James Payn
James Payn was born on 28 February 1830 in Berkshire, and his education carried him through some of the most established institutions in English public life. A citizen of the United Kingdom of Great Britain and Ireland, he was schooled at Eton College before passing through the Royal Military Academy at Woolwich and then Trinity College, a sequence that moved him across markedly different institutional worlds before he settled into his vocation as a writer.
He worked as a novelist and editor, composing in the English language across a career that gave him a dual role in the literary life of his country. As both a writer of fiction and an editorial figure, his professional activity extended beyond the writing desk alone, engaging him with the wider structures of publishing that sustained English letters through the nineteenth century.
Payn died on 25 March 1898 in Maida Vale, at the age of sixty-eight. The trajectory from his Berkshire birthplace through the schoolrooms of Eton and the halls of Trinity to a working life spent among novels and editorial offices describes a career conducted entirely within the English literary establishment. His dates, recorded in the Library of Congress Name Authority File as "Payn, James, 1830–1898," remain the fixed points by which his life and work continue to be catalogued.
Quotes by James Payn

A man with an invention on which he has spent his life, but has no means to get it developed for the good of humanity – or even patented for himself – must feel the pinch of poverty very acutely.

One would think that in writing about literary men and matters there would be no difficulty in finding a title for one’s essay, or that any embarrassment which might arise would be from excess of material. I find this, however, far from being the case.

Cultivating literature as I do upon a little oatmeal, and driving, when in a position to be driven at all, in that humble vehicle, the ’bus, I have had, perhaps, exceptional opportunities for observing their mutual position and behaviour; and it is very peculiar.

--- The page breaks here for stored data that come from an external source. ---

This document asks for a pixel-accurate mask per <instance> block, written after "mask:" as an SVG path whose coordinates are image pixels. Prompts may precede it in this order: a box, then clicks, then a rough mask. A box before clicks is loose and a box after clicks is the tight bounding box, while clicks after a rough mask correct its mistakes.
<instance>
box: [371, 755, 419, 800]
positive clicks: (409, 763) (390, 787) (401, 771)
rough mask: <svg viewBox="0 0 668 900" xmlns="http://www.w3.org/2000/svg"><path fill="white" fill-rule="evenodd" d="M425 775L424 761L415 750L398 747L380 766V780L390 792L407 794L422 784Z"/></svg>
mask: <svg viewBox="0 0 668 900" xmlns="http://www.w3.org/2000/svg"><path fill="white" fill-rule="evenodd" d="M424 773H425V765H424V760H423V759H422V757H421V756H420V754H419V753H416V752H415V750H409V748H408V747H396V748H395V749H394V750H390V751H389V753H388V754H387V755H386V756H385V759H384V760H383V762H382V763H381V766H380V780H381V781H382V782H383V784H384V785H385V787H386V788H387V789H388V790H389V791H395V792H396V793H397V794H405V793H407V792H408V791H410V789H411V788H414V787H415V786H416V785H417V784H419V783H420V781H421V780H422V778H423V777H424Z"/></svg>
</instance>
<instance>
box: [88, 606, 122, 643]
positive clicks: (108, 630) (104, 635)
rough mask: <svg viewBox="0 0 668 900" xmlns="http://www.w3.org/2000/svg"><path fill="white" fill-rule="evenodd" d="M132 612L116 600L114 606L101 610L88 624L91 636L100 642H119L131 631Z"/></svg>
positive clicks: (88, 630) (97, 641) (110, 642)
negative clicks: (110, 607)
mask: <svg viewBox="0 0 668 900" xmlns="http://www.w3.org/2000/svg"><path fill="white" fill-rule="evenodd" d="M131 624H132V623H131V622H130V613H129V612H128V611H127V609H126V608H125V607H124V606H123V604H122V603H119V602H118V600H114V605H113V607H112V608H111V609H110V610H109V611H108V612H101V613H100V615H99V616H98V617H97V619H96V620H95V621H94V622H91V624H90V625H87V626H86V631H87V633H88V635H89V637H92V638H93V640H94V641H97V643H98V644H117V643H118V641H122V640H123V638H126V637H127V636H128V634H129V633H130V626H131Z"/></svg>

There are, it is true, at present no great prizes in literature such as are offered by the learned professions, but there are quite as many small ones – competences; while, on the other hand, it is not so much of a lottery.

A man with an invention on which he has spent his life, but has no means to get it developed for the good of humanity - or even patented for himself - must feel the pinch of poverty very acutely.

It is better, however, for his own reputation that the story-teller should risk a few actions for libel on account of these unfortunate coincidences than that he should adopt the melancholy device of using blanks or asterisks.

To the truly benevolent mind, indeed, nothing is more satisfactory than to hear of a miser denying himself the necessaries of life a little too far and ridding us of his presence altogether.

The idea of bringing young people up to Literature is doubtless calculated to raise the eyebrows almost as much as the suggestion of bringing them up to the Stage.